What does politics-based decision making mean to PNoy anyway? It seems to me like he is playing politics too by excluding other past Presidents from the blame game. Even Walter Lohman, director of the Heritage Foundation’s Asian Studies Center was quoted as saying that the country is facing “institutional problems that go back a long time,” and these “need to be addressed over the long term.”
And to quote myself in my previous article:
In other words, it is likely that PNoy’s own mother’s stint in Malacanang also contributed to the problems ‘that go back a long time.’ As a matter of fact, his own mother, the late former President Cory Aquino was actually instrumental in creating the current institutional and legal frameworks that are causing major, major problems for the country.
PNoy has the opportunity to fix things but unfortunately, there is no sign of improvement in the way he conducts things. PNoy is given a big opportunity but he is just wasting it. PNoy promised to improved things but he is not doing anything different to achieve it. Opportunity keeps on knocking at Malacanang’s door but PNoy refuses to let it in because he has no more room for improvement.
Likewise, in the same speech PNoy claimed that the Philippine economy is improving. He cited how it grew by a solid 7.3% last year and “the country is now the fourth-largest shipbuilder in the world and the No. 1 in the call center industry.” How lucky is PNoy? Barely a year in office and he is already taking credit for the growth that is the result of the previous administration’s hard work.
PNoy failed to mention the following reasons for the growth as reported by the Inquirer:
1. Higher remittances from the millions of Filipinos working abroad.
2. Spending fuelled by the billions of dollars overseas Filipino workers sent home.
3. Was achieved on the back of the world recovery from the global financial crisis.
4. The extra money that was pumped into the economy by politicians who campaigned in the national and local elections held in the middle of last year.
Additionally, the National Statistics Coordination Board (NSCB) gave the following explanation:
Growth by sector
Private sector investment in construction, machinery and equipment resulted in a robust 17-percent growth in gross domestic capital formation. This supported the healthy pace of growth in manufacturing and services, according to the NSCB.
Industry contributed 3.9 percentage points to total GDP growth on the back of brisk manufacturing, particularly electrical machinery, petroleum and coal products, and food—thanks to a strong pick-up in domestic demand and the rebound in external trade.
The services sector contributed 3.5 percentage points to GDP growth, boosted by the strong performance of trade and private services. This was complemented by flourishing domestic investment, robust expansion in business process outsourcing, hotels and restaurants, wholesale and retail trade, and import and export trade.
Due to fewer typhoons, the agriculture sector managed to grow 5.4 percent in the fourth quarter. “Only two typhoons hit the country compared to seven in the last quarter of 2009,” Socioeconomic Planning Secretary Cayetano Paderanga noted.

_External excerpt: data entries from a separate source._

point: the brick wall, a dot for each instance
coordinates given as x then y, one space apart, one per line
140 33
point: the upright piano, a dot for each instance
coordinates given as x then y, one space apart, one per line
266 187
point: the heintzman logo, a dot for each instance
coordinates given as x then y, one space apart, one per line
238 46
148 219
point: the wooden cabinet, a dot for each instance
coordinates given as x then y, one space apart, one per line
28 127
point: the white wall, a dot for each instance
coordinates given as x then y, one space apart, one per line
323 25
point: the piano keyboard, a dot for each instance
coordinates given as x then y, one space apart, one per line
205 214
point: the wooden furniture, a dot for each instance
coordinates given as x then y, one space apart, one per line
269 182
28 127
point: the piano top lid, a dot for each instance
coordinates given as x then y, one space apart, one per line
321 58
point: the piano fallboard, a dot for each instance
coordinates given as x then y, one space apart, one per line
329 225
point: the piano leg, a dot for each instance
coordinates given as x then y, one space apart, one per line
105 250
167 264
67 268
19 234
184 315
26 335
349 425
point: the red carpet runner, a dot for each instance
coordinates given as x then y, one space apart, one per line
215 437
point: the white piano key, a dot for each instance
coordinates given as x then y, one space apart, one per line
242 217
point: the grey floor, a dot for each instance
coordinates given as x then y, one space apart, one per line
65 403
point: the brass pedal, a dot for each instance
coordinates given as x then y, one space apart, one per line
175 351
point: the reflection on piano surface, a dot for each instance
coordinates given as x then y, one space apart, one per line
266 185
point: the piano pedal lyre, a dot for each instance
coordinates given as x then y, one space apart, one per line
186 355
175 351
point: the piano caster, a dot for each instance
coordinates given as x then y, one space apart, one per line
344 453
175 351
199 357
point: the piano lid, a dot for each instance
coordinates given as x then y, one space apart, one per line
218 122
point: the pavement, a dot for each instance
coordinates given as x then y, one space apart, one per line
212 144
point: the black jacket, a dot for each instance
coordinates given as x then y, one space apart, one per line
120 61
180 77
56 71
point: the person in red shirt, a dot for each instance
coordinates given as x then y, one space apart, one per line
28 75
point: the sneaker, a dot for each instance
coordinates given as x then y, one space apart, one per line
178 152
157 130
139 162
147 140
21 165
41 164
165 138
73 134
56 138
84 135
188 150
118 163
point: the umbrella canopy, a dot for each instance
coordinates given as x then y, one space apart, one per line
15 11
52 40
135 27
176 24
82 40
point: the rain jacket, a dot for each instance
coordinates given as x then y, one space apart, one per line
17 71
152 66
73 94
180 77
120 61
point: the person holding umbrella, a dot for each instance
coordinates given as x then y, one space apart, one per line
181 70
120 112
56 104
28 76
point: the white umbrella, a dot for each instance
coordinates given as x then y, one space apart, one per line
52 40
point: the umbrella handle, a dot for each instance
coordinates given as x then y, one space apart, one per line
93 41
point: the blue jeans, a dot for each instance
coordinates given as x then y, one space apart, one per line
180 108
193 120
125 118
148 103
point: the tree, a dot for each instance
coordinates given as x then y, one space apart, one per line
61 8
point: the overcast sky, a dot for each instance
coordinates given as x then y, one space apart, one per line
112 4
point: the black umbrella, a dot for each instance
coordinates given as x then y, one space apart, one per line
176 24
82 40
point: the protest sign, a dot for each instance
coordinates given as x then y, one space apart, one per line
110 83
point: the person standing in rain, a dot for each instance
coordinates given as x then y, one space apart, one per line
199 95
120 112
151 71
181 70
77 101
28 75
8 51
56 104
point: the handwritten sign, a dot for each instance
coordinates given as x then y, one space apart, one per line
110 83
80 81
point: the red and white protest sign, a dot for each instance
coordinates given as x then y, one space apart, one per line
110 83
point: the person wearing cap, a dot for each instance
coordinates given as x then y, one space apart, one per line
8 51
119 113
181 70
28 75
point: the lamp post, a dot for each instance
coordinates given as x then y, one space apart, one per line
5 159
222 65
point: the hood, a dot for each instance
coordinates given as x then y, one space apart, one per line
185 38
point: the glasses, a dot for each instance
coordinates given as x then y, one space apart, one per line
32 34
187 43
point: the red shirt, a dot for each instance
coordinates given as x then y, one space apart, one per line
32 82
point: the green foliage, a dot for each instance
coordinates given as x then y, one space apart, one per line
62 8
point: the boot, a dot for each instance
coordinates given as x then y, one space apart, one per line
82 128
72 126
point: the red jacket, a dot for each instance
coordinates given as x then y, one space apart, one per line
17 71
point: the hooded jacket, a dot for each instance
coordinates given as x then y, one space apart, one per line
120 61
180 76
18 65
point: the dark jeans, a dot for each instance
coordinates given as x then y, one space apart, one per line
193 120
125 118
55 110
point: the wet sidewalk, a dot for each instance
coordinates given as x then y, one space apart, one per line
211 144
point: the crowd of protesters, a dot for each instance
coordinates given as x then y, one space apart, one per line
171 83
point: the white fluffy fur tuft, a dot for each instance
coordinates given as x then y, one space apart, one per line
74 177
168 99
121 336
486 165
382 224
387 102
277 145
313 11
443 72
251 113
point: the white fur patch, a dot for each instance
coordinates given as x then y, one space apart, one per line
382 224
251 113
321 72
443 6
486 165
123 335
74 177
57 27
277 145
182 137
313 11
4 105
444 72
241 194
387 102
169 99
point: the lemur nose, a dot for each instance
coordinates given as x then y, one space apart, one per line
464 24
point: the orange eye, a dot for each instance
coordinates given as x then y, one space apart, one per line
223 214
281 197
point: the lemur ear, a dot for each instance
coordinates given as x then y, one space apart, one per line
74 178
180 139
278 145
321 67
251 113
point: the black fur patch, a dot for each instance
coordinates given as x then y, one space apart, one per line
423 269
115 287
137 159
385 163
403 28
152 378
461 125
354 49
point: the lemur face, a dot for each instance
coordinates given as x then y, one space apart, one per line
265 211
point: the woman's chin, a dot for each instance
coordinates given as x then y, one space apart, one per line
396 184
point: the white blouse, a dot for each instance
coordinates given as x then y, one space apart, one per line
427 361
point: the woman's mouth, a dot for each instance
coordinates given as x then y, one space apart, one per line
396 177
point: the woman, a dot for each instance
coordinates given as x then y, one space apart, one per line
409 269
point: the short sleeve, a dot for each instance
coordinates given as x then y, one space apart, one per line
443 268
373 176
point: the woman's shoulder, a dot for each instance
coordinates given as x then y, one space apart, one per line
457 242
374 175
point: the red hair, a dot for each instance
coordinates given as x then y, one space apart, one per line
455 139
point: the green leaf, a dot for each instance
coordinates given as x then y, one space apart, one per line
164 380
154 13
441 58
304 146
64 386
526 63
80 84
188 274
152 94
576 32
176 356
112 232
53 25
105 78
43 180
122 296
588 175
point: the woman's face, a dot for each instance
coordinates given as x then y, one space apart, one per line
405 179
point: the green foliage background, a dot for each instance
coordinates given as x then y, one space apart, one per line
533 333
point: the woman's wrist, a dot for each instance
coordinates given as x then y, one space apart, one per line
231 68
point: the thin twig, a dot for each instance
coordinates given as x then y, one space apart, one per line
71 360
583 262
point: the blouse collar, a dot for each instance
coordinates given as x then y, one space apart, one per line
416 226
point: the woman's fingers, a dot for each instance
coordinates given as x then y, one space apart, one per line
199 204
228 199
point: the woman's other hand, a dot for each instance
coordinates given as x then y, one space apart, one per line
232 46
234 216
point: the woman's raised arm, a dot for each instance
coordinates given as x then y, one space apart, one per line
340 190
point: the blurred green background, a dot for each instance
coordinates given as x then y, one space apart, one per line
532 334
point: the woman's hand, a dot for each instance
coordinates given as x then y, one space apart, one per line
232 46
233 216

In short, PNoy had nothing to do with the economic growth. He just keeps saying that he did. Let’s see how the economy performs this year after tens of thousands of Filipinos had to be evacuated from the Middle East.
And of course, a PNoy speech is not complete without his standard ramblings:
“Lahat ng minana natin, hindi pa tayo perpekto, at tao tayong imperfect, hindi naman natin ma-pe-perfect yan. Pero gusto ko lang pagdiinan at ulit-ulitin sa inyo na talagang yung pagkatagal-tagal na iniisip nating walang kapaga-pag-asa, talagang sobra nang pag-asa ngayon,” he said.
I don’t know what PNoy meant with his latest drivel but when it comes to pure nonsense, I still prefer former United States Secretary of Defense, Donald Rumsfeld’s classier excuse:
There are known knowns. These are things we know that we know. There are known unknowns. That is to say, there are things that we know we don’t know. But there are also unknown unknowns. There are things we don’t know we don’t know.
Official records show that there has been 14 Philippine Presidents before PNoy. They have all made their decisions based on politics alone, which is why the international community still considers the Philippines a basketcase today.